Globe and Mail reviews Underground Classics: The Transformation of Comics into Comix (Abrams ComicArts). It mentions this book is part of a travelling exhibit, but the only information I was able to find about that is a show in Madison, Wisconsin.

I learned that, while he was still running Marvel, Stan Lee attempted to expose underground comic artists to the mainstream with a series titled Comix Book. The experiment lasted only five issues.

I really dig the way the writer ends the review, especially the choice of the word  freedom rather than escape to describe what these books meant to their readers:

“It’s a bit weird to separate the parts from whole, but it doesn’t matter that it doesn’t really work except for the most rabid fans of the genre and the artists themselves. What does matters is that the book is a reminder of the fun those comix provided in their heyday – and of the blow they struck for kids who got to read what looked like a comic book but felt like freedom.”

You can check out a short slideshow from the book if you click on The Gallery tab at the link. It includes the cover from a 1977 issue of Slow Death that wades into the Canadian seal hunt debate.

Meanwhile, Toronto Star reviews Prayer Requested (Drawn & Quarterly), by Christian Northeast.  This book includes a series of images by the artist who collects found prayer cards and illustrates them using a wide variety of techniques. “A surrealistic hoot that both mock the often pathetic desperation of those seeking assistance in obtaining divine intervention…while being curiously respectful of their efforts.” If you visit the preview section on his artist page, you can see 11 pages from the book. Interesting stuff.

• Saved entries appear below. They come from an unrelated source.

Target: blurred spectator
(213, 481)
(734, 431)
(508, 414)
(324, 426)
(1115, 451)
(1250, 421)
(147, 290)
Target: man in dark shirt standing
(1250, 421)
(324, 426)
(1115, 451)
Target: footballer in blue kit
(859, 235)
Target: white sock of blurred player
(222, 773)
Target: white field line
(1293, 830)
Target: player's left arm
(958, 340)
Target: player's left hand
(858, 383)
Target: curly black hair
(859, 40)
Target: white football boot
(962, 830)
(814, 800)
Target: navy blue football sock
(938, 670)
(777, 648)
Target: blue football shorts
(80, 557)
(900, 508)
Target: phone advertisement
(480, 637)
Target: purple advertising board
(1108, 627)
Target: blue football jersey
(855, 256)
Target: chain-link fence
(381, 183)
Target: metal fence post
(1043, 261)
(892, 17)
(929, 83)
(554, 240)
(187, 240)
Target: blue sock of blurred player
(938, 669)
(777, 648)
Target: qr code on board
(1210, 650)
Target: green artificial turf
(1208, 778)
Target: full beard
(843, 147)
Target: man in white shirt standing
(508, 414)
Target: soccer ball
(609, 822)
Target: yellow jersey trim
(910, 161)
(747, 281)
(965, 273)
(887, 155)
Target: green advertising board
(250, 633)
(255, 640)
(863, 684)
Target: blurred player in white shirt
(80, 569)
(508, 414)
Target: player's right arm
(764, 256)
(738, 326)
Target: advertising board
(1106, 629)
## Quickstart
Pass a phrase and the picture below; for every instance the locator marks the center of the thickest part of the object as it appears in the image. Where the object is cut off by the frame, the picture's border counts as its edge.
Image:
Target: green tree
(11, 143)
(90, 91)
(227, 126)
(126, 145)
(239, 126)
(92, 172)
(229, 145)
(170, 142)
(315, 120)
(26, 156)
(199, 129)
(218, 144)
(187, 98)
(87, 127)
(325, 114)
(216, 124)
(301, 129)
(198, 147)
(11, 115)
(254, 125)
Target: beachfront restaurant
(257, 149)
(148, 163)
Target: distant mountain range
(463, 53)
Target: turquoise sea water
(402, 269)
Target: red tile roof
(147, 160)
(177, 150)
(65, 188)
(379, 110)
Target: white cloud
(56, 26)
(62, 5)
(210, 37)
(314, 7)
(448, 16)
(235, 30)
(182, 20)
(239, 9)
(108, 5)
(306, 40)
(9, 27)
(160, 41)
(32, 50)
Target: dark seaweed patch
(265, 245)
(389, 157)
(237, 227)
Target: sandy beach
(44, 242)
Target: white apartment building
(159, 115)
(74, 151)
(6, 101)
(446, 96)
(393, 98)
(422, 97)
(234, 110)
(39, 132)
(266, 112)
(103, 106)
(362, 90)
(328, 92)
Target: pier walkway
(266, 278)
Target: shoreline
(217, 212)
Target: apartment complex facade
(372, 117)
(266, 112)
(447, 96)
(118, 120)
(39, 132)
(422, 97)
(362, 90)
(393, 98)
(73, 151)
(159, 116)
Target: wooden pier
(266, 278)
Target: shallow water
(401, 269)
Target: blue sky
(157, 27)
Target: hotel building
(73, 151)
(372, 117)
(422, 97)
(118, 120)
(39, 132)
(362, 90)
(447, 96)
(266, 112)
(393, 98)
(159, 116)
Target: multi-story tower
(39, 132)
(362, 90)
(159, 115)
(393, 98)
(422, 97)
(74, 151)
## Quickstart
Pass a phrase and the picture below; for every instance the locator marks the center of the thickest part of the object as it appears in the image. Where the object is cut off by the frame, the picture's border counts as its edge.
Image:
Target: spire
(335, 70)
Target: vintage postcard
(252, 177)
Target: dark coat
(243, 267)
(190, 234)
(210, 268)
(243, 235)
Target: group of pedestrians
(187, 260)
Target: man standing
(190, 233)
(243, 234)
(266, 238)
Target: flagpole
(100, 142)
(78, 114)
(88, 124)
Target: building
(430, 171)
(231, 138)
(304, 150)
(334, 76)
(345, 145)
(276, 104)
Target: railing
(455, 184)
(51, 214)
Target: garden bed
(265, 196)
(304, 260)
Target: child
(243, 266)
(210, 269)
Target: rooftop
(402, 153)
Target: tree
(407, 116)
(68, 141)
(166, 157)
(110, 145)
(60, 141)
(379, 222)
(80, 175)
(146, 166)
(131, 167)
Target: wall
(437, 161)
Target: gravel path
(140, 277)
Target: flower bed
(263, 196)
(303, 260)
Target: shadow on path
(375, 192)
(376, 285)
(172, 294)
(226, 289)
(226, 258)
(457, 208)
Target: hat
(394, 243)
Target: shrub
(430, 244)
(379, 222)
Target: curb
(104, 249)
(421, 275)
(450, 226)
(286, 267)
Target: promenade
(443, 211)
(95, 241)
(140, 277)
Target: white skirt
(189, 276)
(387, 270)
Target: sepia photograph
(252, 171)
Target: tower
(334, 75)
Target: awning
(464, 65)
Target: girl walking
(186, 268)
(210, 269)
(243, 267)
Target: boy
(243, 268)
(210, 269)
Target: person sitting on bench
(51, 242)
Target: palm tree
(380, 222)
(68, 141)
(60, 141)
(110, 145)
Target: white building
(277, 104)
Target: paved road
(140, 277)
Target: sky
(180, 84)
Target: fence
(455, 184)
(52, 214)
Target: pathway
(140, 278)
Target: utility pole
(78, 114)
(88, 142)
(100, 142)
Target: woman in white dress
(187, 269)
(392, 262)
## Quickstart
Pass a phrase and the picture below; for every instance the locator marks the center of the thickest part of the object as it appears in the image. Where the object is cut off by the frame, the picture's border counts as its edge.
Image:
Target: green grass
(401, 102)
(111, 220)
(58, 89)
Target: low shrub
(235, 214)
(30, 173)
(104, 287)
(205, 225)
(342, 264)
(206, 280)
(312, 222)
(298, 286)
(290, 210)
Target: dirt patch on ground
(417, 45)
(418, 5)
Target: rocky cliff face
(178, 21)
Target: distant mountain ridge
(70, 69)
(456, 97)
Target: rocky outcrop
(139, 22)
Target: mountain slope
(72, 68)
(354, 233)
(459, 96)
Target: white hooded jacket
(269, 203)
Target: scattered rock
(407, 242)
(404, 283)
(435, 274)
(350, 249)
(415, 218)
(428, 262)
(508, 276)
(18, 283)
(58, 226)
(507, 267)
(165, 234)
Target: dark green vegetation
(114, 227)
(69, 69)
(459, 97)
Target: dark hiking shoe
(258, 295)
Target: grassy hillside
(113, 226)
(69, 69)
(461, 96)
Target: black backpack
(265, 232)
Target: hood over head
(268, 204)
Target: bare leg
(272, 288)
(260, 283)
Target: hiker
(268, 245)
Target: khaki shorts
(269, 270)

Speaking of Drawn & Quarterly, an exhibit at the Museum of Contemporary Canadian Art titled Pulp Fiction includes two D+Q artists: Marc Bell and Peter Thompson. A snippet from the blurb about the exhibit:

In the late 1960s and early 1970s the Canadian art scene was radically altered. Artists acted to create networks, events, spaces and publications that allowed them to work, showcase and be seen. Their strength and ultimate success lay in their ability to tap into the media, to self-organize and to create strong national affiliations that enabled a entirely new structure to be realized through the formation of artist-run centres, video distribution centres and new publications dedicated to Canadian art. These new organizations created a parallel system for Canadian art that worked in tandem with Canada’s national and regional museums and commercial art galleries.

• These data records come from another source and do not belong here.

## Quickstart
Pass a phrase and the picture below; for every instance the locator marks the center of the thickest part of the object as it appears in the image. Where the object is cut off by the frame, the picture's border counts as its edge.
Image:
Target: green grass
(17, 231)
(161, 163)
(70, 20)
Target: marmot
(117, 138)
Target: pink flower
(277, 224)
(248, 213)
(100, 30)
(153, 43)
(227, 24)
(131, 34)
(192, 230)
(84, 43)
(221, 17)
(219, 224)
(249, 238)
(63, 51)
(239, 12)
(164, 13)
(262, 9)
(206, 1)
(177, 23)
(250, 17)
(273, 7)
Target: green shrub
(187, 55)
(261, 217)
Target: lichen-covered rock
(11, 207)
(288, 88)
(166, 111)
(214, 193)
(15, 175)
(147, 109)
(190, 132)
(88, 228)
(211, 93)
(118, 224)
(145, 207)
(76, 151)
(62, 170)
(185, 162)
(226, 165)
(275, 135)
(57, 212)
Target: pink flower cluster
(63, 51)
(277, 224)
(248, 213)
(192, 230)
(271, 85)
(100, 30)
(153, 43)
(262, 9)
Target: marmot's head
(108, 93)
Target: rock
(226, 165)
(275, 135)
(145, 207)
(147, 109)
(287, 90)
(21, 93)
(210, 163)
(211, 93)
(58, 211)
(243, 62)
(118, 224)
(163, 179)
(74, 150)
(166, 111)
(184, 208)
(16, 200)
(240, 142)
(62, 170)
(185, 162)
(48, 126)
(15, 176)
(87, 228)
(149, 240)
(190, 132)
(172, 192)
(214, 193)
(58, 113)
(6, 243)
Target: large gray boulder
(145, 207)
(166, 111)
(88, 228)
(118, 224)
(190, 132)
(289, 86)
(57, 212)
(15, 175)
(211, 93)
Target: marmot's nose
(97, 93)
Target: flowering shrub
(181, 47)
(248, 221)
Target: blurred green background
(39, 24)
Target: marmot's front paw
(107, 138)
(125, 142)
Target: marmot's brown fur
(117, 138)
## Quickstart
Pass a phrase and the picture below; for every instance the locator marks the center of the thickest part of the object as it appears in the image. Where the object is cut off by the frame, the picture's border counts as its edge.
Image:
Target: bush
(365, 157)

Pulp Fiction brings together a group of fourteen artists from across Canada as a means of examining this phenomenon of art practice. Because the work bypasses the space, systems and many of the concerns of Canada’s established institutions, it may appear to be a misfit within the traditional confines of the museum. And yet, if one embraces the idea that museums and galleries must be a place that observe, document and make history, reflecting art practice in all of its varied forms, then at some point in the evolution of this new way of practicing the work must surely have a place within the institution. Here, Pulp Fiction serves as an example of an important culture that has firmly established itself on the international market and glibly persists despite the museum.

There is more information about show dates and museum location on the MOCCA site. I’ll try to convince a co-worker to play hooky with me one sunny afternoon, and we’ll do the gallery followed by a patio pitstop.

Finally, as we’re talking about galleries and museums, I came across this post on Rich Johnston’s Bleedingcool.com. Apparently Angoulème, France hosts the world’s largest comic book convention. I’ve never heard of it, but I don’t know much about the convention world. According to Johnston, they’ve now opened Le Musée De La Bande Dessinée, a new home for the “largest public collection of comic books and original comic book artwork in the world.” Time to book a holiday.